Operated by wireless technology firm Qualcomm, the trial involves the use of the company’s induction charging system, which eliminates the need for a physical connection between the car and power source.
By creating a magnetic field using an induction loop in a pad installed in the floor, electric current can be sent safely and efficiently to an opposing pad connected to a vehicle’s battery.
The system is claimed to be no slower and only marginally less efficient than using a physical connection. It is not the first time the technology has been seen, as it has also been used for smartphones and electric toothbrushes, as well as used on a number of prototype cars, including the Rolls-Royce Phantom EE.
Qualcomm hopes the increase in convenience will tip electric vehicle uptake towards a critical mass, where it will see the volumes needed to make the venture a success.
The two-year scheme will assess the feasibility and the commercial viability of a national rollout.
In the first phase, privately run test vehicles will operate in the capital. These will be Delta E4 Coupés – designed by Silverstone-based motorsport outfit Delta – specially fitted with the wireless induction technology.

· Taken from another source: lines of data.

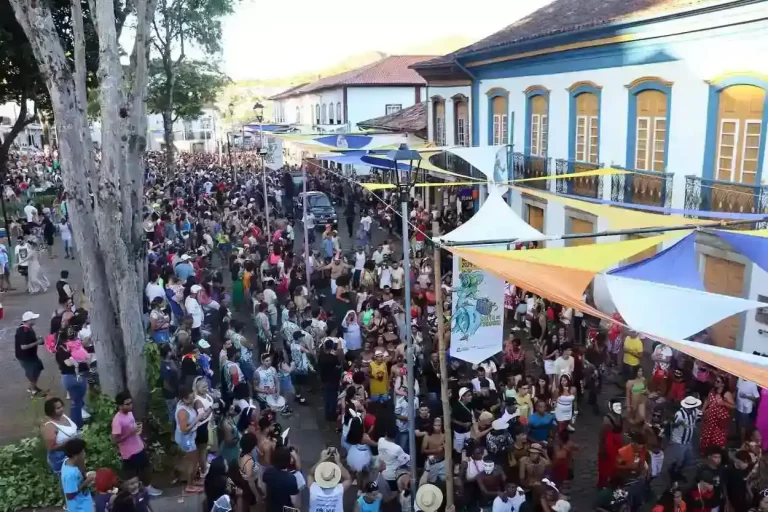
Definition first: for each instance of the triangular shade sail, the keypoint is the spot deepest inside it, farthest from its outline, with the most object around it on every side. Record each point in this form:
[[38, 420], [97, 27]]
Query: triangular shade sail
[[753, 246], [495, 220], [592, 258], [645, 307], [676, 265], [619, 218]]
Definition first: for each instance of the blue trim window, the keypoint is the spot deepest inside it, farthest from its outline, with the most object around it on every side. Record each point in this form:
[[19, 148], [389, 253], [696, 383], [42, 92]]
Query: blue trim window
[[536, 122], [648, 127], [744, 132], [584, 127], [498, 116]]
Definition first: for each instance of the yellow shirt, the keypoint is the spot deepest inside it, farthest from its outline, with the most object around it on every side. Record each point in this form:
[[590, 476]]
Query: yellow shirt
[[379, 387], [635, 345]]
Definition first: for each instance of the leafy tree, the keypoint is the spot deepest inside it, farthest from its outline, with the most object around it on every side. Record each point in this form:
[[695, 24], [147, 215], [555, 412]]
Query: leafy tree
[[107, 225], [197, 84], [178, 24]]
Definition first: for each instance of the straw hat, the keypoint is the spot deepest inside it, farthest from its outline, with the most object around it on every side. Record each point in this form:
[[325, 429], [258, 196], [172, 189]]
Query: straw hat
[[429, 498], [327, 475]]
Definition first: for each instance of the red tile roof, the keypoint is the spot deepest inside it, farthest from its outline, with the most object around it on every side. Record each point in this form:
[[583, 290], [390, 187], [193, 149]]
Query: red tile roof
[[392, 70], [562, 16]]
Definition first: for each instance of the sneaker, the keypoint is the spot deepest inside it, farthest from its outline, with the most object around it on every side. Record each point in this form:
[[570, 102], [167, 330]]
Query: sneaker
[[153, 492]]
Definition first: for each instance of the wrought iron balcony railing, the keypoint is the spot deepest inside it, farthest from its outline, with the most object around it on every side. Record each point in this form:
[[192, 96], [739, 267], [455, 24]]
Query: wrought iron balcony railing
[[651, 188], [591, 186], [725, 196], [527, 166]]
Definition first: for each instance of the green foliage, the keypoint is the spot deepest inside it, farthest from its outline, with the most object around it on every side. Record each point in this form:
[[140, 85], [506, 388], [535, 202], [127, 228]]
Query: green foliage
[[196, 85], [26, 480]]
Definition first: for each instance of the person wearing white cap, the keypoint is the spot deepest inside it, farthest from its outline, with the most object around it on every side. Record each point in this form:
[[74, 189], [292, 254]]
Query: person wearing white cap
[[327, 482], [26, 351], [195, 310]]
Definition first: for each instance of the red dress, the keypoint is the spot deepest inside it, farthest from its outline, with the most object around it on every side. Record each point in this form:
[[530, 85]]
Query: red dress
[[606, 462], [717, 420]]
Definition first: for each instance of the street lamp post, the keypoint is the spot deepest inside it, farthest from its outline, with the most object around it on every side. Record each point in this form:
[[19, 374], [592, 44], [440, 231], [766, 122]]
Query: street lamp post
[[404, 176], [258, 109]]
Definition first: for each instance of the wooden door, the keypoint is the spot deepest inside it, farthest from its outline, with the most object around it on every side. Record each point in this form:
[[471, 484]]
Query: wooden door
[[726, 278], [581, 226]]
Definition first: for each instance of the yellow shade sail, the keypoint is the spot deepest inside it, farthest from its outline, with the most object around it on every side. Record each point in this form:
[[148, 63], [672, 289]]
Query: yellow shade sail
[[591, 258]]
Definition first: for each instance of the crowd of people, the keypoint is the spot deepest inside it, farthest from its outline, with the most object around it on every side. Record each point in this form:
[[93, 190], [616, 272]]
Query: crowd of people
[[244, 338]]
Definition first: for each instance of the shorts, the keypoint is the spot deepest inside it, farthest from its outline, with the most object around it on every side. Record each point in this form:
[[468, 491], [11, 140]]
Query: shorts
[[744, 420], [201, 435], [136, 464], [32, 368]]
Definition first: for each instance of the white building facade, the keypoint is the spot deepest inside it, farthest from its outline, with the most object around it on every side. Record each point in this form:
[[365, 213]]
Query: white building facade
[[678, 93]]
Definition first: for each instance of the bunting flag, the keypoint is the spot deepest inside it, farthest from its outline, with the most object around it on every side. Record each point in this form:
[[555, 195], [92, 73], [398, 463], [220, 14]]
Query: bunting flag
[[644, 306], [676, 265]]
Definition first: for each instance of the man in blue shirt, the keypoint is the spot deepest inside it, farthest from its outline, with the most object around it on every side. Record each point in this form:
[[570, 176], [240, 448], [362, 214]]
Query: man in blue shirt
[[73, 482], [184, 269]]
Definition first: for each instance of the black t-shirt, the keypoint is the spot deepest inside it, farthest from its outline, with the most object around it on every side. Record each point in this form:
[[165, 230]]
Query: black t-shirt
[[281, 485], [329, 368], [432, 378], [460, 412], [24, 336]]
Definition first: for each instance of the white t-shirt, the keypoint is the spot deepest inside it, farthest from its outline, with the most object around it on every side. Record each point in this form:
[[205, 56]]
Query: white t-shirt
[[513, 504], [195, 310], [663, 351], [398, 275], [359, 260], [30, 211], [22, 254], [563, 367], [393, 456], [326, 500], [746, 388]]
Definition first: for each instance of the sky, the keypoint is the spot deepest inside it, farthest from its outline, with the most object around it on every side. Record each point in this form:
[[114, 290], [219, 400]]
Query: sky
[[270, 39]]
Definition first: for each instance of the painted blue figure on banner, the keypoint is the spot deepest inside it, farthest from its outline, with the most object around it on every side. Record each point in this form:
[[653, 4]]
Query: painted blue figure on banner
[[470, 308]]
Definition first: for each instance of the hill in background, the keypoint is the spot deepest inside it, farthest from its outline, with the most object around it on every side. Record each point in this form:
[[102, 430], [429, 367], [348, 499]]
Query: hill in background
[[245, 93]]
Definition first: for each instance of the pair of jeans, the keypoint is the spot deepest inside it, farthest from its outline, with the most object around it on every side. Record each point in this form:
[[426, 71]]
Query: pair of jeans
[[76, 386], [330, 395]]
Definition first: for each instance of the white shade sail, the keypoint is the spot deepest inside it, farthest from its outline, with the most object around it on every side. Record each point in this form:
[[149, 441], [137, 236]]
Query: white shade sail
[[645, 307]]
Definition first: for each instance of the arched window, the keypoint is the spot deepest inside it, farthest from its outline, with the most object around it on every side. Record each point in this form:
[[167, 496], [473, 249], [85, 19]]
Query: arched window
[[585, 122], [537, 121], [438, 107], [740, 118], [461, 120]]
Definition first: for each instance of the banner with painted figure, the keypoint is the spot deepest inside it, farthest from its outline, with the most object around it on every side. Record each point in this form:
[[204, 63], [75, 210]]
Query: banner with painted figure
[[477, 320]]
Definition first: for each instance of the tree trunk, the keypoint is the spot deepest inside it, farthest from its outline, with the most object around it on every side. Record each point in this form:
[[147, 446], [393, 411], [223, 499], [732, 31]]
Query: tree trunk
[[107, 229]]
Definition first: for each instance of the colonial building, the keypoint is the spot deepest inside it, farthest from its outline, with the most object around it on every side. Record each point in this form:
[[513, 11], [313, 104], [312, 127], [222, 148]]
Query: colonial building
[[338, 103], [675, 90]]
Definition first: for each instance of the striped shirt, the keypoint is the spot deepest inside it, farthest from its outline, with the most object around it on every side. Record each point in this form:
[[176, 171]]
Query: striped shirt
[[682, 430]]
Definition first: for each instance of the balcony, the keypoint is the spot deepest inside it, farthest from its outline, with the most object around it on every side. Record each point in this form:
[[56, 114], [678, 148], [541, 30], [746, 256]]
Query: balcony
[[724, 196], [591, 186], [650, 188], [527, 166]]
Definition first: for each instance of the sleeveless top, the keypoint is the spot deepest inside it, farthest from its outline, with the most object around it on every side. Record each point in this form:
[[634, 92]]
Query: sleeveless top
[[326, 500], [64, 432]]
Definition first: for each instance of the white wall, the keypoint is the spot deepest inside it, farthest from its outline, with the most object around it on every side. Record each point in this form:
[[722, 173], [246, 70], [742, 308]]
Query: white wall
[[447, 93], [369, 102]]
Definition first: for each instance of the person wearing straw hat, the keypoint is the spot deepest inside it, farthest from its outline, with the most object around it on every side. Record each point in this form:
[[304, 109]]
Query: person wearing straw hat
[[327, 481], [429, 497]]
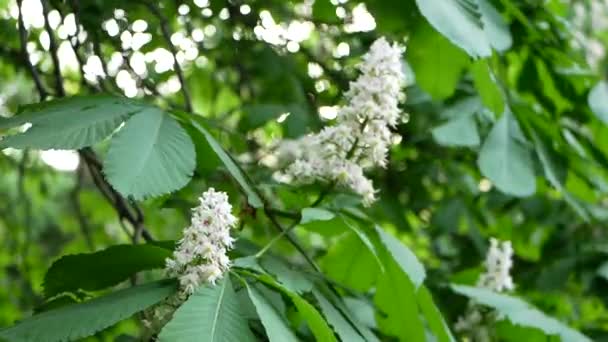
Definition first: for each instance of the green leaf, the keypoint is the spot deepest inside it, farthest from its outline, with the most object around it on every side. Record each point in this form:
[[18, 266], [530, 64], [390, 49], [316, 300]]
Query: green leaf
[[70, 123], [212, 313], [403, 256], [437, 63], [293, 280], [552, 174], [313, 318], [350, 263], [309, 313], [484, 82], [150, 156], [276, 328], [473, 25], [341, 326], [315, 214], [99, 270], [252, 197], [598, 101], [505, 158], [73, 322], [457, 132], [433, 316], [395, 298], [494, 26], [519, 312]]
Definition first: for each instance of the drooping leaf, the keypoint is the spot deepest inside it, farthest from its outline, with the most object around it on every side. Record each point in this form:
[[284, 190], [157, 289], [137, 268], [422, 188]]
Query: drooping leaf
[[212, 313], [457, 132], [403, 256], [505, 158], [309, 313], [484, 82], [341, 326], [253, 198], [520, 312], [433, 316], [395, 298], [150, 156], [70, 123], [290, 278], [276, 327], [436, 62], [350, 263], [102, 269], [73, 322], [551, 172], [598, 100], [316, 214], [473, 25]]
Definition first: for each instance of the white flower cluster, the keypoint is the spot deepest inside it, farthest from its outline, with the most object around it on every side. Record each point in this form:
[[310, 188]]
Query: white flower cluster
[[362, 136], [498, 265], [200, 256]]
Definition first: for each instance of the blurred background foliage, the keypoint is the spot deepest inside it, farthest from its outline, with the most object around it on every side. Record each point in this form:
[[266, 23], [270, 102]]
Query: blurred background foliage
[[260, 71]]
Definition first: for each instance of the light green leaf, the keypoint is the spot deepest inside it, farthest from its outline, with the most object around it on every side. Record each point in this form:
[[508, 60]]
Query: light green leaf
[[434, 319], [350, 263], [313, 318], [436, 62], [403, 256], [276, 328], [551, 172], [505, 158], [598, 100], [520, 312], [484, 82], [457, 132], [293, 280], [395, 299], [150, 156], [252, 197], [212, 313], [473, 25], [102, 269], [309, 313], [315, 214], [70, 123], [74, 322], [341, 326], [494, 26]]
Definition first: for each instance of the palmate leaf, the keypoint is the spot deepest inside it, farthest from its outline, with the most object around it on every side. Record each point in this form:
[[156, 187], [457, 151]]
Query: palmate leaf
[[211, 314], [598, 100], [341, 326], [505, 158], [69, 123], [520, 312], [99, 270], [150, 156], [252, 197], [276, 327], [73, 322], [404, 257], [473, 25]]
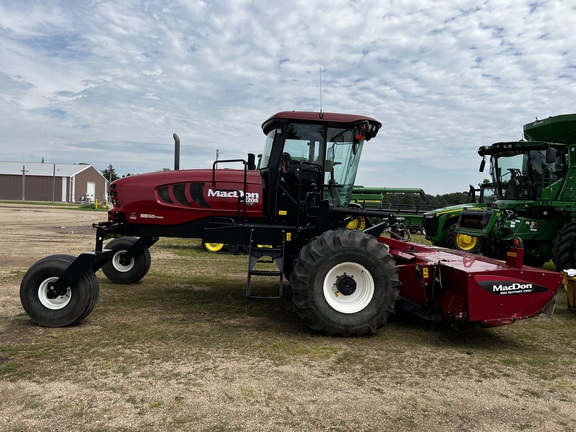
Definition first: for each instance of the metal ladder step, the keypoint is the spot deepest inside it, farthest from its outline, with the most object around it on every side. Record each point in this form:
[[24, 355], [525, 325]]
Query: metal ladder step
[[264, 255]]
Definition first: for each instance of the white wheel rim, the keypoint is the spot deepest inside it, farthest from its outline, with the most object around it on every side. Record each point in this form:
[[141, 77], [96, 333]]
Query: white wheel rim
[[356, 301], [53, 303], [118, 266]]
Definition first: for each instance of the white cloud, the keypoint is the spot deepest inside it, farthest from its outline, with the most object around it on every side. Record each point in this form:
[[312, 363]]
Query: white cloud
[[109, 82]]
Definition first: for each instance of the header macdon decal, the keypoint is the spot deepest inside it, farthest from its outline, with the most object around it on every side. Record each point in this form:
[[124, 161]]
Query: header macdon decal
[[502, 285]]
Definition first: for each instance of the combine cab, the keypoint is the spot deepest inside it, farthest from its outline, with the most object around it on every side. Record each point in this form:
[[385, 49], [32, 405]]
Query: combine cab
[[343, 282], [535, 188]]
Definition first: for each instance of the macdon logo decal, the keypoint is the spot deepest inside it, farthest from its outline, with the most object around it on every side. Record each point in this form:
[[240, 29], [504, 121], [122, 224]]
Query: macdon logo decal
[[249, 197], [149, 216], [507, 286]]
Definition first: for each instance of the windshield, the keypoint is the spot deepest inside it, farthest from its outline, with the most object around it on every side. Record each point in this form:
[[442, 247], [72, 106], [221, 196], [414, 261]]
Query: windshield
[[522, 175]]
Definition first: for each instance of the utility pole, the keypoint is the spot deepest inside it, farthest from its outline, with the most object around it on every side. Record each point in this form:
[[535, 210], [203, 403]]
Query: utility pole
[[24, 171]]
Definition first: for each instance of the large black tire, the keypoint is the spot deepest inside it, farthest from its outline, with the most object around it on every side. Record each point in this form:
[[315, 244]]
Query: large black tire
[[463, 242], [564, 247], [68, 309], [345, 282], [135, 270]]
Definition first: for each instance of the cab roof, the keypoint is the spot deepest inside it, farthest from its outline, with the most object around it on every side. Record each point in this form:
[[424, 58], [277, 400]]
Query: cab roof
[[331, 119]]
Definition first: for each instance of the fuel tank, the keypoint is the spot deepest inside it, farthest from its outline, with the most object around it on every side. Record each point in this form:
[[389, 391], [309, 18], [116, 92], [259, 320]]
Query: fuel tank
[[178, 197]]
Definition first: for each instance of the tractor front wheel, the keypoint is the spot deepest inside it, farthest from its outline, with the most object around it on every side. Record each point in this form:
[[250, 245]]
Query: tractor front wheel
[[345, 282], [463, 242], [67, 309], [564, 247], [122, 272]]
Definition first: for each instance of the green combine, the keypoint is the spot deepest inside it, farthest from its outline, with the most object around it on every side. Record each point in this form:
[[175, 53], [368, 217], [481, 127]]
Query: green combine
[[535, 186]]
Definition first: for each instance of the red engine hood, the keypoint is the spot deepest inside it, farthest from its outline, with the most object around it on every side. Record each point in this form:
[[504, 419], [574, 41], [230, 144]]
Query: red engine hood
[[176, 197]]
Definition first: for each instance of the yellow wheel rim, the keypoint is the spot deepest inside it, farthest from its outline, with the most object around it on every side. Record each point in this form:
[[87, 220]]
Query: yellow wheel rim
[[213, 247], [358, 223], [465, 242]]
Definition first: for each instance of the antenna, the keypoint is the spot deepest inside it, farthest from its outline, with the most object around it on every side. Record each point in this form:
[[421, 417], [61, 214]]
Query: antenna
[[320, 89]]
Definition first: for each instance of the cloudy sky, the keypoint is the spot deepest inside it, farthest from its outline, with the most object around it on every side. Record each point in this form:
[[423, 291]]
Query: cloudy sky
[[109, 82]]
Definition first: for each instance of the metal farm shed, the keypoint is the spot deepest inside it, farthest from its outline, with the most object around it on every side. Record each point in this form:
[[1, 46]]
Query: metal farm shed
[[33, 181]]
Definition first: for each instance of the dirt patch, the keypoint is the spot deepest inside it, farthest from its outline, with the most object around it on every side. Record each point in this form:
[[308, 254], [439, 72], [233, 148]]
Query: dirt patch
[[181, 352]]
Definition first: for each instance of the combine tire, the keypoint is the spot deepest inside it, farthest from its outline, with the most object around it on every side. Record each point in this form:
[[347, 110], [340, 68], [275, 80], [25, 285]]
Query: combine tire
[[463, 242], [128, 273], [564, 247], [68, 309], [345, 282]]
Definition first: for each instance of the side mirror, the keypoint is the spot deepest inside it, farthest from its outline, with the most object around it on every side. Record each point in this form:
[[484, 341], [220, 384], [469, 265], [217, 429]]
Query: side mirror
[[550, 155], [482, 165], [251, 161]]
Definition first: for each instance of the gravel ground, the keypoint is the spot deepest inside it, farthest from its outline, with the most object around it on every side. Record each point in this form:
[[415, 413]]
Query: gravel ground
[[230, 391]]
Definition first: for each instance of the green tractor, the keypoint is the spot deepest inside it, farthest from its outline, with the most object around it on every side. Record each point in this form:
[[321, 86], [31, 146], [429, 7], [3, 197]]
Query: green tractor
[[440, 224], [535, 186]]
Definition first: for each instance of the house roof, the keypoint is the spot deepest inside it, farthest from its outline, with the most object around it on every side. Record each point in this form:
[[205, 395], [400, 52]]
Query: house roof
[[42, 169]]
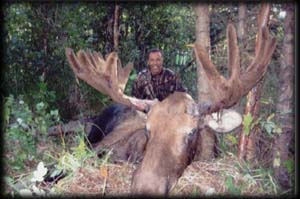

In 2013, Renault will join the scheme with its Fluence saloon. The project is of particular importance to the French manufacturer, which has invested heavily in electric drive.
“Renault’s eggs are all in the electric basket, and wireless charging is the key to ensure it is a success. These trials are very important, as they will allow us to gauge buying and usage habits in the future,” said Renault spokesman Simon Tibbett.
Renault is viewing wireless charging as a complementary option to tethered charging and the battery swapping facility it currently offers. It will be joined by minicab firm Addison Lee, which will introduce a number of EV taxis to the streets of the capital in 2014.
Chargemaster, the company behind the installation and operation of the current ‘POLAR’ network of conventional tethered charging posts, is to install wireless pads at six sites in and around London. It is hoping that with sufficient demand it will be able to install wireless charge points at each of its 4,000 sites, for no additional cost over conventional charging posts: around £3,000, with a domestic outlet projected to cost around £700.
Qualcomm’s ultimate aim is to introduce dynamic charging, in which the induction circuits are built into stretches of road, allowing for charging on the move, without the need for a physical connection.
The company insist that this is feasible today, but there are significant infrastructure and regulatory barriers to negotiate before. As such, don’t expect to see dynamic charging any time in the near future.